Seulement le monde est sorti de cette désastreuse période et même si le conflit entre l’Ukraine et la Russie pollue encore l’atmosphère, la demande de transport est repartie brutalement. Les injonctions écologiques ont certes été prises en compte par le secteur, mais les résultats ne sont pas attendus avant une vingtaine d’années. En attendant il faut bien donner satisfaction au marché. Et, cerise sur le gâteau, les tarifs ont augmenté très sensiblement, de l’ordre de 30% ce qui permet d’atteindre beaucoup plus facilement le seuil de rentabilité. Bien sûr les tout nouveaux gros biréacteurs le Boeing 777X et l’Airbus 350-1000 permettent de transporter plus de 400 passagers, ce qui rapproche leur capacité de celle des derniers Boeing 747-8 et des Airbus A 380, mais les clients préfèrent toujours les ces derniers lesquels transportent tout de même 200 passagers de plus. Et puis les constructeurs peinent à livrer les appareils récemment commandés.

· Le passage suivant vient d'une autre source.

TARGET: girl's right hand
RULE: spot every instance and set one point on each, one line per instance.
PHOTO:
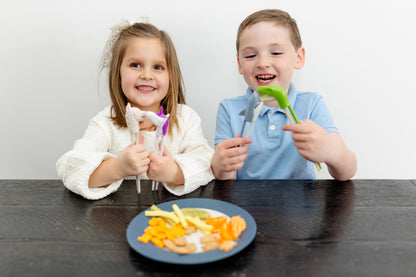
(134, 159)
(229, 157)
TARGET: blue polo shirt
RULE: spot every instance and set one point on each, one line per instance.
(272, 154)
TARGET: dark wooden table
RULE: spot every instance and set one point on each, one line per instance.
(304, 228)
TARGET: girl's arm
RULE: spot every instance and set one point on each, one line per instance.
(133, 161)
(190, 152)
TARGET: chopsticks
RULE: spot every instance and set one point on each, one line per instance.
(133, 118)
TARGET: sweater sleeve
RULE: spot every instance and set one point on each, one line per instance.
(193, 155)
(76, 166)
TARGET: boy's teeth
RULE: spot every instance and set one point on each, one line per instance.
(265, 77)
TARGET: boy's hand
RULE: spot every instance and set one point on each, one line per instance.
(165, 169)
(310, 139)
(229, 157)
(134, 159)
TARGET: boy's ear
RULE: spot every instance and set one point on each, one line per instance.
(239, 65)
(300, 58)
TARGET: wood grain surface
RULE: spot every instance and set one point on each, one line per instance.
(304, 228)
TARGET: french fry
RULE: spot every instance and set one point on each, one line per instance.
(180, 215)
(163, 214)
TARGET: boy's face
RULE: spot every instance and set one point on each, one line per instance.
(267, 56)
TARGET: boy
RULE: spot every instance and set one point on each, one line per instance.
(269, 49)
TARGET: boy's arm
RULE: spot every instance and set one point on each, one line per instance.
(315, 144)
(229, 157)
(342, 162)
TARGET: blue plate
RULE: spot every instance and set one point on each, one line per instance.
(149, 250)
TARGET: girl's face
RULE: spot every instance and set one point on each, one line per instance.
(267, 56)
(144, 73)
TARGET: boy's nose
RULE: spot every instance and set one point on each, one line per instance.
(263, 61)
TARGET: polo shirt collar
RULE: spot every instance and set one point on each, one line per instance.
(292, 95)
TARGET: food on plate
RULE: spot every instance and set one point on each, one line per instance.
(171, 229)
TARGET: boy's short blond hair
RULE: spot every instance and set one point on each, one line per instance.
(279, 17)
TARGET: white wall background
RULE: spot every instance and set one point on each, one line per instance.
(359, 54)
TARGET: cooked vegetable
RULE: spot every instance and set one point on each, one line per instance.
(199, 224)
(195, 213)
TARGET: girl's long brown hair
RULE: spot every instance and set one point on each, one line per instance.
(175, 95)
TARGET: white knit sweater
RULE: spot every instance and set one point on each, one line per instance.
(103, 140)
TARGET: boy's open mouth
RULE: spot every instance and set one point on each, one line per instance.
(265, 77)
(145, 88)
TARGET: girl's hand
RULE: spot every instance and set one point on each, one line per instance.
(165, 169)
(229, 156)
(311, 140)
(134, 159)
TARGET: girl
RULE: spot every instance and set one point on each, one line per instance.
(143, 71)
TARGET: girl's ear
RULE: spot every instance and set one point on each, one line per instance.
(239, 65)
(300, 58)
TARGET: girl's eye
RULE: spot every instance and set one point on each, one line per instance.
(135, 65)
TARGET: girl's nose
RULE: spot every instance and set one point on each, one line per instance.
(146, 74)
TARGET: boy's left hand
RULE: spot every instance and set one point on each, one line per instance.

Alors on ressort les quadriréacteurs des cimetières d’avions où ils étaient stockés. Sans surprise, Emirates a remis en service ses A 380. Elle a été la première, je dirais comme d’habitude. Et cela marche à tel point que les B 777 sont progressivement remplacés par l’avion drapeau, essentiellement pour les classes supérieures Première et Affaires pour lesquelles l’A 380 n’a pas d’équivalent. Mais le Boeing 747-8 n’a toujours pas dit son dernier mot. Il est d’ailleurs plus récent que son concurrent d’Airbus. C’est ainsi que les grands transporteurs ressortent les plus gros appareils alors qu’ils pensaient ne jamais les réutiliser. La demande de transport est bien présente, elle est dynamique et les quelques 4 milliards de passagers transportés en 2019 seront probablement atteints en 2023, mais avec un chiffre d’affaires très supérieur compte tenu de la montée des prix. Ce phénomène se constate dans tous les continents, à la suite de Qantas qui a récemment annoncé le retour de ses A 380, le dernier transporteur à remettre en service de ses B 747 est Korean Air, alors que les pays asiatiques ont été les derniers à ouvrir complètement leurs frontières.

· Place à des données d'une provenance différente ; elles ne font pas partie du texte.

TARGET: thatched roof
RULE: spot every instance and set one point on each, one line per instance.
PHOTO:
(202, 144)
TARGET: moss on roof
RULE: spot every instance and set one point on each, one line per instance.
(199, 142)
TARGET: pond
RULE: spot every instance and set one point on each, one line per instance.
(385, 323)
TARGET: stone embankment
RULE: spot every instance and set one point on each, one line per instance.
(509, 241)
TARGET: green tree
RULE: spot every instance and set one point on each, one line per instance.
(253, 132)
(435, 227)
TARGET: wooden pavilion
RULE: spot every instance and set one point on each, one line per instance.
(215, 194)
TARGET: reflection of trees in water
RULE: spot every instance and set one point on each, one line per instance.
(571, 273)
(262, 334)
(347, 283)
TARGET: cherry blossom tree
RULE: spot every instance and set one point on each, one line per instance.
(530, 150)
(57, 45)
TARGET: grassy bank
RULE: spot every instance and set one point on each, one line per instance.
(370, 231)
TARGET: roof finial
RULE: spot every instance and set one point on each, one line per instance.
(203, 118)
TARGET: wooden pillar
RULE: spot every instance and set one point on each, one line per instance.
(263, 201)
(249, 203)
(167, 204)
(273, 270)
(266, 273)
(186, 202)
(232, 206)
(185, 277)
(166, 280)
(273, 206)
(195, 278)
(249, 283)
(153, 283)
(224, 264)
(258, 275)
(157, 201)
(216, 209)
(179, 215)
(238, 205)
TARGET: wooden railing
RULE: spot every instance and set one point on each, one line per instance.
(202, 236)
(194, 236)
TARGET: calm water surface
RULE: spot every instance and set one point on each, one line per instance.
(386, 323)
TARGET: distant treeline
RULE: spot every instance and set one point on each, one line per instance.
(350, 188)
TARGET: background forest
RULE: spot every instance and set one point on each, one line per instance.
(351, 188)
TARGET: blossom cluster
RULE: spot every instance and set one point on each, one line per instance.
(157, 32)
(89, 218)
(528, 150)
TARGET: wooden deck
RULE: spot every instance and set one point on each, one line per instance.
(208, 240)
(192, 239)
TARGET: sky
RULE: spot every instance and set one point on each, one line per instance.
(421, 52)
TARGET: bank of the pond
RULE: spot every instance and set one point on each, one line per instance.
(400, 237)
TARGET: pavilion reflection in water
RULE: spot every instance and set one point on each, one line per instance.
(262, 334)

On a enterré un peu vite les magnifiques appareils. Ils ont fait la prospérité du transport aérien et ils ont permis à de nouvelles couches de clientèle moins fortunées de bénéficier quand même de la liberté attachée à ce mode de transport. La très forte demande ne pourra pas être supportée uniquement par la multiplication des appareils plus petits, même si ces derniers permettent d’ouvrir de nouvelles dessertes directes sans passer par les « hubs » si compliqués et si onéreux à exploiter.
Les grands aéroports sont de nouveau proches de la saturation. Les parkings avions et le nombre de passerelles ne peuvent pas être développés à l’infini sauf à créer de nouvelles plateformes très loin des agglomérations. Mais alors il faudra bien prendre en compte dans le calcul des émissions de CO² les trajets de plus en plus lointains pour se rendre dans les aérogares.

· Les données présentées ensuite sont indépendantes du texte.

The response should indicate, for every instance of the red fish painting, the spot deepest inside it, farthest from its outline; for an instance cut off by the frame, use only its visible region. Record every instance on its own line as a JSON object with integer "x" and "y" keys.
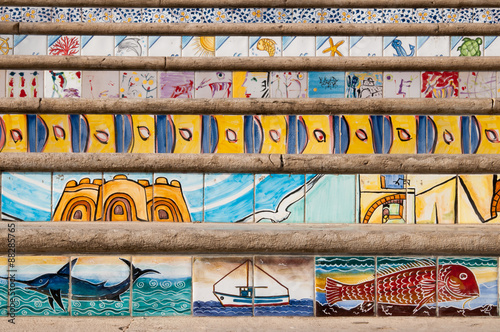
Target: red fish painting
{"x": 411, "y": 284}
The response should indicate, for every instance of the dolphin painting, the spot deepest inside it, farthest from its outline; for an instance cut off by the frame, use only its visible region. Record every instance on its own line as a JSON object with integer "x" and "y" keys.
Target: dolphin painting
{"x": 56, "y": 285}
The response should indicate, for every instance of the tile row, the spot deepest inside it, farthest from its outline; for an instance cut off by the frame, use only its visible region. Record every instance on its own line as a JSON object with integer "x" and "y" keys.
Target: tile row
{"x": 250, "y": 15}
{"x": 249, "y": 198}
{"x": 251, "y": 285}
{"x": 241, "y": 84}
{"x": 244, "y": 46}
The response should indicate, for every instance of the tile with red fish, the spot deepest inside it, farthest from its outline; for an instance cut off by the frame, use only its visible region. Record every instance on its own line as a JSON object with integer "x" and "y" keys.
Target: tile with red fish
{"x": 406, "y": 286}
{"x": 468, "y": 286}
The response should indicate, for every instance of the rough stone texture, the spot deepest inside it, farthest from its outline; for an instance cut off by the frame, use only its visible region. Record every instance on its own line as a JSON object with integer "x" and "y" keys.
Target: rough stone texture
{"x": 310, "y": 106}
{"x": 192, "y": 239}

Il serait peut-être judicieux que les deux grands constructeurs remettent la main à la pâte pour créer de nouvelles versions, plus performantes d’appareils de plus de 600 sièges. Boeing a fait 8 versions de son fabuleux 747, Airbus une seule du A 380 en dépit de l’énorme insistance de Tim Clark le patron d’Emirates qui se dit prêt à être le transporteur de lancement du gros appareil du futur.